The Gates_The Arrival Read online

Page 12


  “Miss…I need you to roll down your window.”

  She didn’t know what to do. “Tara…?”

  “Miss, if you don’t obey I’m going to have to use force…”

  Force…Harper blinked and took a good hard look at the intruder. A cop? They had cops out here?

  She leaned past Tara to hit the button to roll down the window. “I’m so sorry officer, but my friend here—”

  For the second time that day, Harper found herself looking down the barrel of a gun. Very carefully she eased Tara away from her, leaning her back against the seat. She’d fallen asleep, she’d been so exhausted from her crying. She’d actually fallen asleep.

  “I’m sorry, Officer, she just got so tired…we’re not doing anything wrong…we just needed to rest…”

  “Miss, I’m going to need you to leave. The Goldberg city limits are closed to out of towners, so unless you can prove residency, you’re going to have to leave.”

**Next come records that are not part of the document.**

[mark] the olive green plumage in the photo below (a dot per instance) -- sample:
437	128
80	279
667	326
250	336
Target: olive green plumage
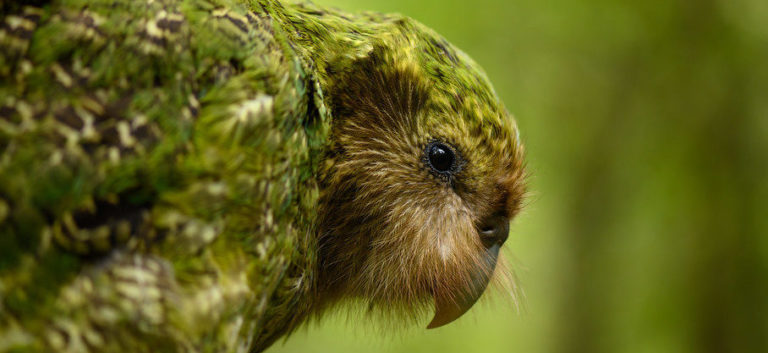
168	167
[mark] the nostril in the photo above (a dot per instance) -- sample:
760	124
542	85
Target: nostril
494	230
487	230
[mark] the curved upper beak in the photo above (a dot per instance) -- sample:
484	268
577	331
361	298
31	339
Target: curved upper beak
449	309
493	231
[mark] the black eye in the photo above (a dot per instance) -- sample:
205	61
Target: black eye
441	157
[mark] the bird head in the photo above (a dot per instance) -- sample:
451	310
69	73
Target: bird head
422	175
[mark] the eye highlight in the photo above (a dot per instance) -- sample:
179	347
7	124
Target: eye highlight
441	158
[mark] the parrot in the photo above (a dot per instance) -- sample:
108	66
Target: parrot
209	175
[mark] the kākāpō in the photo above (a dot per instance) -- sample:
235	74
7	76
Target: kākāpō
206	175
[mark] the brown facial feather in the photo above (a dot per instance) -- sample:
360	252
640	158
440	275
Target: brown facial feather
393	233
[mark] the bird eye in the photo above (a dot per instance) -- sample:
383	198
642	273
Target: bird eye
441	157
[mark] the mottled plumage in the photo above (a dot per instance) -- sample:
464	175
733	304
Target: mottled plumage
206	175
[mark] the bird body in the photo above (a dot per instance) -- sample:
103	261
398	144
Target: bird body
190	175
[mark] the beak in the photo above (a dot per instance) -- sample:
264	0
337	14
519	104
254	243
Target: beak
449	309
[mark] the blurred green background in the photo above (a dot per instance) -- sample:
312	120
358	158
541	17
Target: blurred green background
646	128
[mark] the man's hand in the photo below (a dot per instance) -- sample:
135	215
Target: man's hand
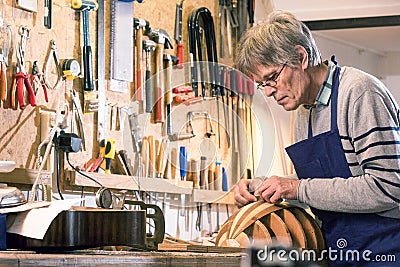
241	193
275	188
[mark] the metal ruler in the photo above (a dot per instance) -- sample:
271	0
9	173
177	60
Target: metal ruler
102	111
121	45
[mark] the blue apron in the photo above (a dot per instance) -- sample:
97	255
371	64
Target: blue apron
322	156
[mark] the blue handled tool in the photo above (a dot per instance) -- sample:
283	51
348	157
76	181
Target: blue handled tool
183	157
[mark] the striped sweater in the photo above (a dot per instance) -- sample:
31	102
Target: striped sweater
369	127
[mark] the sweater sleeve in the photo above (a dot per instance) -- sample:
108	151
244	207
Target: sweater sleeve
372	125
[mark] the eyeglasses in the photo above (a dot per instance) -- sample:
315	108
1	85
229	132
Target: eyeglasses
272	81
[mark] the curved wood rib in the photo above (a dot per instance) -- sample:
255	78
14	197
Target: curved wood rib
242	214
308	227
223	233
296	230
279	229
261	235
254	214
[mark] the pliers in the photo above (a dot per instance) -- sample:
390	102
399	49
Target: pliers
22	76
53	54
38	81
3	78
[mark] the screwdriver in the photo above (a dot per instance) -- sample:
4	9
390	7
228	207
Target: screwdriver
183	157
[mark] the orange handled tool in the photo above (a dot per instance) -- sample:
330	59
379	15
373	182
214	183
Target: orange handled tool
3	78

  “She’s sleeping…can’t we just…”

  “Ma’am, I would suggest that perhaps your friend would do better to continue her nap while you remove this vehicle from the premises.”

  “Premises? We’re parked next to a cornfield—”

  “Ma’am, are you willing to comply with the aforementioned conditions or will you require me to use force.”

  The policeman was just a kid, she realized. Couldn’t have been more than twenty, if that. The hands holding the gun shook. Any second and that boy was going to wind up shooting somebody.

  “Okay, then you’re going to have to let me move her to the other seat…Tara, you need to wake up. Tara!” Harper’s entire body trembled as she shook her friend’s shoulder. “Tara, pull yourself together, we need to get out of here.”

  Tara moved her head and moaned. She was groggy, disoriented. In desperation Harper pulled off Tara’s seatbelt and hauled her bodily to her own seat. Tara came awake enough to help then curled up around Tara’s rucksack, snoring softly.

  Harper slipped out of the SUV, hands up, and walked very slowly and carefully around to the driver’s side so that she might get in. “I don’t understand why you’re doing this,” she murmured as he motioned for her to open the door. “We haven’t done anything…”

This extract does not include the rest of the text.